Saturday, May 5, 2012

The RIE Effect

Tonight I read a beautiful and awakening blog by Suchada of MamaEve.  It was such a clear moment that I felt I needed not just share it on my facebook page, but bring it into context with the work I do.  She said:

"RIE tells us our children will be themselves."

No more.  No less.  This is our goal.  We challenge ourselves to trust this and also not go beyond.  




The "uncomfortable" part is understanding that RIE is not about helping children to become better or more of themselves, but trusting they are able to become everything they are supposed to and that they have the tools they need.  They do not need to become better, they only need to become who they are!


RIE tells us to slow down, respect the child not to just have the ability to be a part of their world from birth, but also to be an active participator.  This is where I find my joy is working and playing and caring with the children, watching as they make discoveries about the world through the provocations I give  them, and allowing for them to draw their own conclusions.

It seems so simple, yet the complexities of sitting back, slowing down and allowing a child to be goes against how our society views child rearing.  After reading her words I realized that this discomfort is why I often have trouble explaining what it is exactly that I do.  Yes I work with children all day.  We play and laugh and sing and dance and change diapers and eat.  But those are just the practicalities.  

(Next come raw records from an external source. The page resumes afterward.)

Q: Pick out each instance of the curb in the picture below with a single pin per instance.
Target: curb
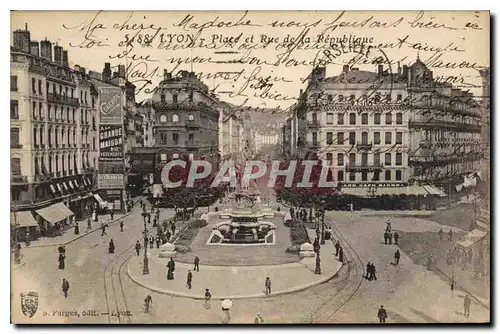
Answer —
(85, 233)
(259, 295)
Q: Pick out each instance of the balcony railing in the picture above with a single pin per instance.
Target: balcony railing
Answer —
(364, 146)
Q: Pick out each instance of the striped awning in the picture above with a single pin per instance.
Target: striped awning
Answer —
(55, 212)
(22, 219)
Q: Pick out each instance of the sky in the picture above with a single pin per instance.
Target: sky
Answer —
(271, 65)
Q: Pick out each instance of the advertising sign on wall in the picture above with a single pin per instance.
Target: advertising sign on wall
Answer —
(110, 106)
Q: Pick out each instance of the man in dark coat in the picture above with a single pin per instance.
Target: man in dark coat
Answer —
(337, 247)
(65, 287)
(171, 269)
(189, 279)
(382, 314)
(137, 247)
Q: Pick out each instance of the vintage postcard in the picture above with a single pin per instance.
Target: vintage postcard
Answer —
(239, 167)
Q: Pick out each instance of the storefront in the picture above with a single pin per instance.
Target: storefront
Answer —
(54, 218)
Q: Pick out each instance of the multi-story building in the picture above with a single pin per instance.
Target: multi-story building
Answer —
(52, 165)
(187, 117)
(381, 132)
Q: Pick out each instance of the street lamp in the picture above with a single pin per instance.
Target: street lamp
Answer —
(17, 249)
(145, 270)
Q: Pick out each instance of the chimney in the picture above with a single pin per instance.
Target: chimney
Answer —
(405, 71)
(57, 54)
(22, 40)
(121, 71)
(35, 49)
(106, 72)
(65, 61)
(46, 50)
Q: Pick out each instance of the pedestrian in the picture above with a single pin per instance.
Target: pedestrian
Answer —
(137, 247)
(397, 256)
(259, 319)
(189, 279)
(429, 262)
(382, 314)
(208, 296)
(268, 286)
(467, 302)
(65, 287)
(196, 263)
(111, 248)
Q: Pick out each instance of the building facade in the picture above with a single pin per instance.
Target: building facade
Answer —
(52, 135)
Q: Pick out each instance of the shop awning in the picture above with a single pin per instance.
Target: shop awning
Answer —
(471, 238)
(23, 219)
(432, 190)
(99, 199)
(55, 213)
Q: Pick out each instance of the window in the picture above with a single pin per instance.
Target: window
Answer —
(340, 159)
(388, 161)
(340, 138)
(388, 118)
(352, 138)
(399, 159)
(14, 137)
(388, 137)
(329, 118)
(340, 119)
(399, 118)
(364, 118)
(352, 118)
(399, 138)
(15, 166)
(13, 83)
(329, 138)
(352, 158)
(14, 109)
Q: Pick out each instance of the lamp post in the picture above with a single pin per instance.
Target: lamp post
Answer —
(318, 264)
(145, 270)
(17, 255)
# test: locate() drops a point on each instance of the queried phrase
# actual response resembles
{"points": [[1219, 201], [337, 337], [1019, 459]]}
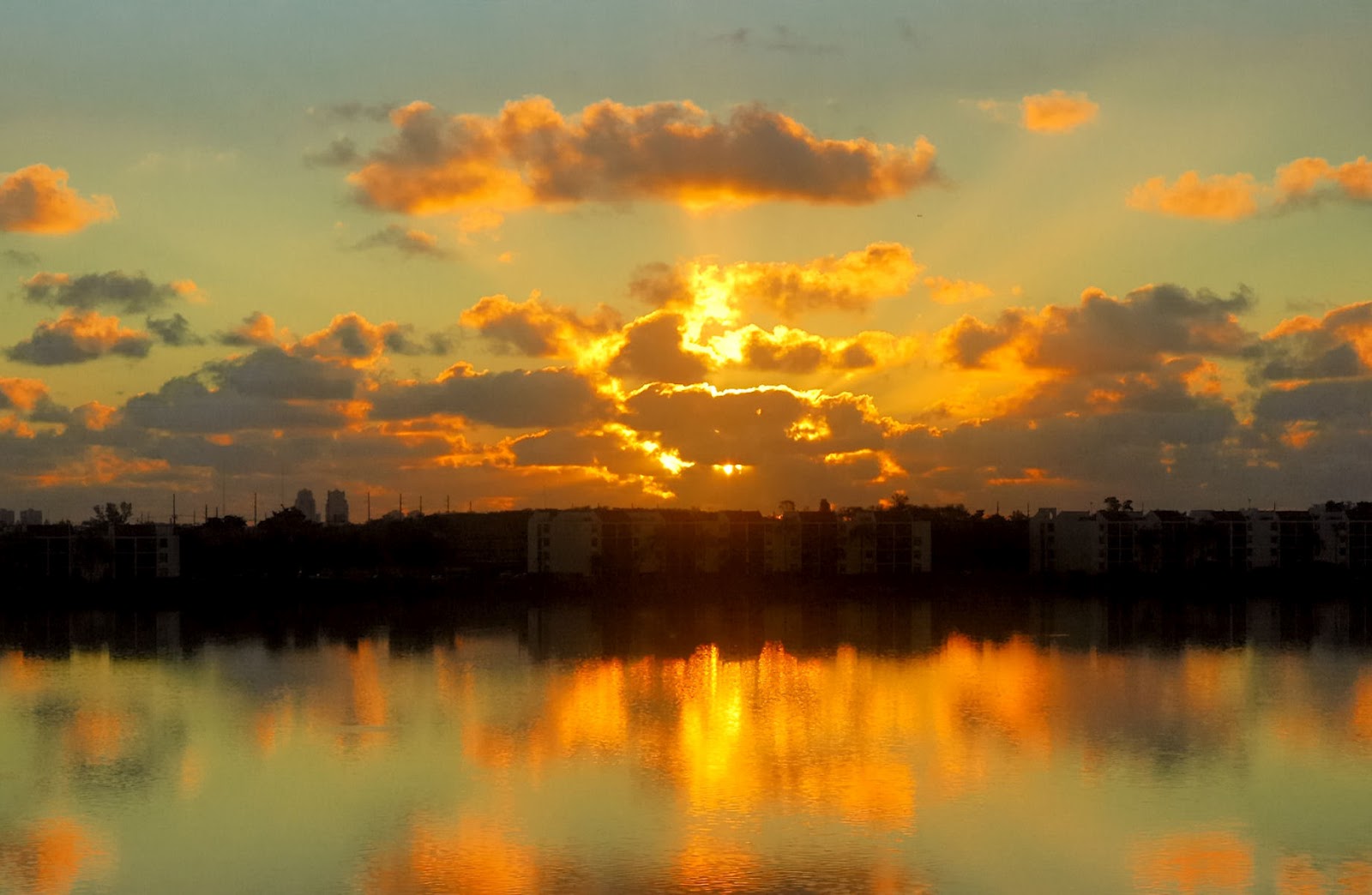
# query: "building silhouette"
{"points": [[335, 508]]}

The real work I do is to follow the child in their natural progression and trust that they know what they need to become who they can be.  I support this by offering an environment rich in possibilities, by being ready and available to listen, follow, scaffold and care, and by noticing the moments when connections are made.  My work is to share the joy of being a child.  Again, such a simple thing yet full of complexity when one slows down.

So, thank you Suchada for giving me the words to explain my work, both simply and in a way that gives much credit to the work of others.